しばらく頭を抱えて、重苦しいため息を吐いてから私は渋々頷いた。
「わかったわ。ハルト王子と私は今日から恋人(仮)です。でも、(仮)だから。私はあなたを好きにはならないから、勘違いはしないでね」
びしっと彼を指さすと、ハルト王子はきょとんとしてから、子どもみたいな無邪気な表情を見せた。

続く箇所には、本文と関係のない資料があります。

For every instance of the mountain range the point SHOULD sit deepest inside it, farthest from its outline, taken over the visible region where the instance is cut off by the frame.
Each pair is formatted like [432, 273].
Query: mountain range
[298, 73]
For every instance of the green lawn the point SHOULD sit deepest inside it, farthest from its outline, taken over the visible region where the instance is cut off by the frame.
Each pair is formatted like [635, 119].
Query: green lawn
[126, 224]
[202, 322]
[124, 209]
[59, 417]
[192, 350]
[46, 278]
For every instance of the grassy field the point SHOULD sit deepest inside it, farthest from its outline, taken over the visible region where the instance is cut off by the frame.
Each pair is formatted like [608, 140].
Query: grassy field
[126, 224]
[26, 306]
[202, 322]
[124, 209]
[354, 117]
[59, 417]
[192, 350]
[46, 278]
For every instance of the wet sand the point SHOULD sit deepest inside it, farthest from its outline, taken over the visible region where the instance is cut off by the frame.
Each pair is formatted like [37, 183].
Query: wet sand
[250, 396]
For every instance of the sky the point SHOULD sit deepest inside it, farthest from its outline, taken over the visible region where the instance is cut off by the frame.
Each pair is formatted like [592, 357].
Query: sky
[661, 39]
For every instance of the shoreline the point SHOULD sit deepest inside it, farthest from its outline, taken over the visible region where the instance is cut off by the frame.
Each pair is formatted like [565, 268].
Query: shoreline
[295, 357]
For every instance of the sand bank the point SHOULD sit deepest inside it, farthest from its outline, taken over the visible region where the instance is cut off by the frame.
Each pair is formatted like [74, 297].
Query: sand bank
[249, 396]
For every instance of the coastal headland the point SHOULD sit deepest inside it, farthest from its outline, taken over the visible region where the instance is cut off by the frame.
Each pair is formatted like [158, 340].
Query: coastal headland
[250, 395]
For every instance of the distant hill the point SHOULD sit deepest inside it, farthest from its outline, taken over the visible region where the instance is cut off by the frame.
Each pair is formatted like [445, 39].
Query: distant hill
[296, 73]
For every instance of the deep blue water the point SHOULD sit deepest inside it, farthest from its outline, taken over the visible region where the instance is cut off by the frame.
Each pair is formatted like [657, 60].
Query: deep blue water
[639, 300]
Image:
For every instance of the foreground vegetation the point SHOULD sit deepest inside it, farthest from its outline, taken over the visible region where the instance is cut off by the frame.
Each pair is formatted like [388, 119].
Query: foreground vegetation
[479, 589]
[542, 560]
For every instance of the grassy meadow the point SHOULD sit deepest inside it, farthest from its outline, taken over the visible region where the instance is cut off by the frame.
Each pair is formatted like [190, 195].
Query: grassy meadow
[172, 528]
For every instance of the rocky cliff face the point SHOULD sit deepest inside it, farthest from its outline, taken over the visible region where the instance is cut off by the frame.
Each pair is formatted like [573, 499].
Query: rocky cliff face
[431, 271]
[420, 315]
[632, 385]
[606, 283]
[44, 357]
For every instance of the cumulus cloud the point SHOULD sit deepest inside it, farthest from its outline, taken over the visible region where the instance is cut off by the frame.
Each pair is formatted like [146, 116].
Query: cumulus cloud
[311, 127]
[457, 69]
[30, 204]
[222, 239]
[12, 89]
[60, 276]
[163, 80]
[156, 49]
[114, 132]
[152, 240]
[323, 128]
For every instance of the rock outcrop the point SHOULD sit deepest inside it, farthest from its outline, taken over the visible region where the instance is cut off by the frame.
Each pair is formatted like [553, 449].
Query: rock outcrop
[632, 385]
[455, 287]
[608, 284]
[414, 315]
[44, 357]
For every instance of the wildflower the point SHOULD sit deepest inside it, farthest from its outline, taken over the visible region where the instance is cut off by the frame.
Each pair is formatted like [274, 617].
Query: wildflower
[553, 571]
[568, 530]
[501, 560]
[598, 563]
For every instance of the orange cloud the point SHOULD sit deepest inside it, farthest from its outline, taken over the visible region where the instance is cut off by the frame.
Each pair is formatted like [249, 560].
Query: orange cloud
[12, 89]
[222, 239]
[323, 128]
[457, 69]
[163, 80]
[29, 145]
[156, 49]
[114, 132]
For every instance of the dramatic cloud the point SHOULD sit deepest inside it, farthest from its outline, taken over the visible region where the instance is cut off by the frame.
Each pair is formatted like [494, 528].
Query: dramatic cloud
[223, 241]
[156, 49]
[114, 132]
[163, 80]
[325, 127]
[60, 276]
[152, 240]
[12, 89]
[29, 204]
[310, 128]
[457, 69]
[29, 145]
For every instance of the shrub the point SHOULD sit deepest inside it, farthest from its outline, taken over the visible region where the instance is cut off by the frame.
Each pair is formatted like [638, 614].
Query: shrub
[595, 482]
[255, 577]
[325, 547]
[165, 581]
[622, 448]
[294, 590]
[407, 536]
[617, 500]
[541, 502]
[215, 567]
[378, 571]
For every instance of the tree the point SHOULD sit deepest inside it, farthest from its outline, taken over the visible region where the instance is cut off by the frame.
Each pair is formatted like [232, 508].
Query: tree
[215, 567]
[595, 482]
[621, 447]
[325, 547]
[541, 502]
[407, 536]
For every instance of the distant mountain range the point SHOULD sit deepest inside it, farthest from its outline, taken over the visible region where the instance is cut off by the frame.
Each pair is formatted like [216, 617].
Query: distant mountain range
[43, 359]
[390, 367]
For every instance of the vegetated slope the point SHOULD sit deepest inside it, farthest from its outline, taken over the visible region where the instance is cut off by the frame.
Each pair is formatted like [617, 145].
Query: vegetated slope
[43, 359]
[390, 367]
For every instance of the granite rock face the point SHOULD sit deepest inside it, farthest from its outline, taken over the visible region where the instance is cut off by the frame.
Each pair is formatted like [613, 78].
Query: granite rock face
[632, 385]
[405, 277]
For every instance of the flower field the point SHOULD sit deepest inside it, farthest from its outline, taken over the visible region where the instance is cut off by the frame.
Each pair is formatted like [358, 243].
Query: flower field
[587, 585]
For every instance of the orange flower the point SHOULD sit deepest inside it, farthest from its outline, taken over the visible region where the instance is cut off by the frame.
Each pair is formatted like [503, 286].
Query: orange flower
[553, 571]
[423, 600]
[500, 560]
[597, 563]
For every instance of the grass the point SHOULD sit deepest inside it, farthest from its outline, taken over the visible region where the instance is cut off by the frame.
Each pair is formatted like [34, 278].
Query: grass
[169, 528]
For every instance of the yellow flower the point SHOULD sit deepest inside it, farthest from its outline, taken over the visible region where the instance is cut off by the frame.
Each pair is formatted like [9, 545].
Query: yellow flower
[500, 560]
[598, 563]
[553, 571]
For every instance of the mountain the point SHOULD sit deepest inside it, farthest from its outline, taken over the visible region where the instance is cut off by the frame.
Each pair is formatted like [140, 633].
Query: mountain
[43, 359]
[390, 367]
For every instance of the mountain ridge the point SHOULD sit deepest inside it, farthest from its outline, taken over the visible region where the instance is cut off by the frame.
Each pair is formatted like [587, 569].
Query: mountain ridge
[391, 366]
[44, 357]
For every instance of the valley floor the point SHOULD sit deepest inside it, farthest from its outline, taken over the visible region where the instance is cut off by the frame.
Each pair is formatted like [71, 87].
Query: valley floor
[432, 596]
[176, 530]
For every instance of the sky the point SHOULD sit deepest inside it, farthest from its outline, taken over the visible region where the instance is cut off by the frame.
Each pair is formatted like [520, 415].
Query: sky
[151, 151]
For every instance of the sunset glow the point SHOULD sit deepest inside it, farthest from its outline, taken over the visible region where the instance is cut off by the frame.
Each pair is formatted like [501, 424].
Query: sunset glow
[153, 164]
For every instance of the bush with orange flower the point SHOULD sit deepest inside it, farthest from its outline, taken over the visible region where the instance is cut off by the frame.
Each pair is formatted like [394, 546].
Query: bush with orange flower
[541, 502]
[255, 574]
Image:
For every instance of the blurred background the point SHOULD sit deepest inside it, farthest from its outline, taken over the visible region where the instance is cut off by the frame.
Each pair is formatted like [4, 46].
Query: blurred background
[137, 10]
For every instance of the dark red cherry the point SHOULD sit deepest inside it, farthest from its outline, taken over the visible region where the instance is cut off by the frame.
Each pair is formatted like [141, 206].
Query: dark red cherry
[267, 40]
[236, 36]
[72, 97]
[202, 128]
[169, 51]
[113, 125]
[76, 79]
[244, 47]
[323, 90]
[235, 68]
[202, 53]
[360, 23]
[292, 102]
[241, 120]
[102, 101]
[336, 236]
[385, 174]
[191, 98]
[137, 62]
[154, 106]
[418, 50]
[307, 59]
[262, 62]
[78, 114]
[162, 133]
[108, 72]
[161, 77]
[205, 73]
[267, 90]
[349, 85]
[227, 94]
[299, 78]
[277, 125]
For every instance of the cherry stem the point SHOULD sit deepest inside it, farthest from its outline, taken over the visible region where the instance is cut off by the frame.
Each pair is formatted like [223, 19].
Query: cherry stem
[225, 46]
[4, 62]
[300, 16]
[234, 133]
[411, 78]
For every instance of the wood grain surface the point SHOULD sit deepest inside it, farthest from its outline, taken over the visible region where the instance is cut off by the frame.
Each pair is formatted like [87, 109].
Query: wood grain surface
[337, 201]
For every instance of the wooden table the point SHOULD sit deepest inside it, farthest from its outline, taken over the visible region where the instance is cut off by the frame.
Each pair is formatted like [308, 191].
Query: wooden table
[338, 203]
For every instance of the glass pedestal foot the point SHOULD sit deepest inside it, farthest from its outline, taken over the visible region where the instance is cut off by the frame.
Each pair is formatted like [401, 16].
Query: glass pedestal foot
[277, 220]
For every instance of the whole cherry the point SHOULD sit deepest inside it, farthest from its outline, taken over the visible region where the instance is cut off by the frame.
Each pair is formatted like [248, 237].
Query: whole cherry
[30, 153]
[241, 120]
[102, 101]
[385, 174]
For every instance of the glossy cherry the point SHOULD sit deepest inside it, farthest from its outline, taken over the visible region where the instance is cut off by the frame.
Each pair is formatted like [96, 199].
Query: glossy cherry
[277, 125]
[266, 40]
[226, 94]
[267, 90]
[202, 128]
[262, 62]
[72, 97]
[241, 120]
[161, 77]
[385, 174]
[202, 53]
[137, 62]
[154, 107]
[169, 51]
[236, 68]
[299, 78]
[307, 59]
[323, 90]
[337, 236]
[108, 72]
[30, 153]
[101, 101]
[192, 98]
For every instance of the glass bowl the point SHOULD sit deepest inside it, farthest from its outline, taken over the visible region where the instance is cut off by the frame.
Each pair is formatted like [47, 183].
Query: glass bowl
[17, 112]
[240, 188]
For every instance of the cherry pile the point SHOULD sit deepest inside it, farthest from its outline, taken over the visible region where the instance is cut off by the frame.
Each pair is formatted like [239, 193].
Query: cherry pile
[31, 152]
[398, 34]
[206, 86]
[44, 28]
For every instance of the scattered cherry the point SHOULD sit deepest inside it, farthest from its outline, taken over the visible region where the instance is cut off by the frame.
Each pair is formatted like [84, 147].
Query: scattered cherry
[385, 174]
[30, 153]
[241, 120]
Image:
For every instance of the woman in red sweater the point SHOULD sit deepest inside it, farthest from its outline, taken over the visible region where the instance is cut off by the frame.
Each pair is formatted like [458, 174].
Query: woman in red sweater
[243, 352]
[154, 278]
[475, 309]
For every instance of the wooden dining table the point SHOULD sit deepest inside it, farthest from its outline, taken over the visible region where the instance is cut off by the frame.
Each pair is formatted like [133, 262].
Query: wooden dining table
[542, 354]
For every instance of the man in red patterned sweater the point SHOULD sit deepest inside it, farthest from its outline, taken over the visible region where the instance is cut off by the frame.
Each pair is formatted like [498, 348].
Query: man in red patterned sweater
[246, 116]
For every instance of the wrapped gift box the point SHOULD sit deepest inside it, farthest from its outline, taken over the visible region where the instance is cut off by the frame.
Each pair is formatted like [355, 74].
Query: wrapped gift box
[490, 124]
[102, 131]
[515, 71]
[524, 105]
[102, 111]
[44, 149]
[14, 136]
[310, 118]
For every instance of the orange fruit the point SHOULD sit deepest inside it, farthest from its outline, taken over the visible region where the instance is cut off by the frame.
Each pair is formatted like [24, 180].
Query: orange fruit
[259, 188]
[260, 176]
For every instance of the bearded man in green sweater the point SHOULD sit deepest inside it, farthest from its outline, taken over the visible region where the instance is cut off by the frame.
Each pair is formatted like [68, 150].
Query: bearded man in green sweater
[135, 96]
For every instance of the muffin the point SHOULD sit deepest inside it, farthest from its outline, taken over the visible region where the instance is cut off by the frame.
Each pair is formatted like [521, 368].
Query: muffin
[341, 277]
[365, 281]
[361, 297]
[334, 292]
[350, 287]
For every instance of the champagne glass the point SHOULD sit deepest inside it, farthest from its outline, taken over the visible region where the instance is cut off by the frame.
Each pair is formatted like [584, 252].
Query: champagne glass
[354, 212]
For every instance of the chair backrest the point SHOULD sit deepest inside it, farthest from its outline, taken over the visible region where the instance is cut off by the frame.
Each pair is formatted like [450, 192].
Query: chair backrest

「了解。恋人(仮)ね。じゃ、俺は浮気し放題ってわけだ。ちょうどよかった。本命っていう体の女の子がいないと、マリアベルみたいな良い子だし美人なんだけど、ガチになっちゃう女の子が引っかかっちゃうから困ってたんだよな~。俺って第二王子だから、将来的には政略結婚させられるだろうし? 今この瞬間だけの恋愛を楽しみたかったんだ、俺」
「最低のクズ野郎発言をしてるって自覚した方がいいわよ、あなたは」
「あ、俺のことは『はぁくん』って呼んでくれていいからね。恋人っぽいし」
「そんなアホみたいな呼び方しないわよ!」
「あ、そう? でも、恋人なのにハルト王子って呼ぶのは変だから、せめてハルトにしといてくれな」
「……わかったわ」
承諾すると、ハルトは嬉しそうに目を細める。
大きな紫紺の目がやんわり弧を描く様は、ずるいくらいかっこいい。
この整いすぎた顔が彼の罪をつくってきたのだと思うと、頭痛がした。
「じゃあ、とっと帰ってハルト。私の本性について、よそで話したりしたら、私はあんたを許さないわよ」
「俺も恋人(仮)契約で助かるんだし、言わないよ。メルちゃんが、この契約を守ってくれる限りはね?」
ぺろっと唇を舐める表情は悪どい。
綺麗な顔して、この王子は絶対に腹黒い。
「おやすみ」とウインクを残してハルトが去って行った部屋で、私はがくりと肩を落とした。
「前途多難すぎるでしょ……。私の管理人生活」
*
翌日。
私は初めての登校日を迎えた。
初めて会うクラスメイト。初めて入る教室。
内心の緊張を隠しながら、教室の戸を開けた私はピクッと眉を動かした。
「あの子よ。ハルト様の恋人っていうのは!」
「昨日マリアベル先輩を泣かせた氷の女王様……!」
「すげぇ綺麗だな、噂の氷の女王様!」
前途多難なのは管理人生活だけでなく、学校生活もなのだと、悟った。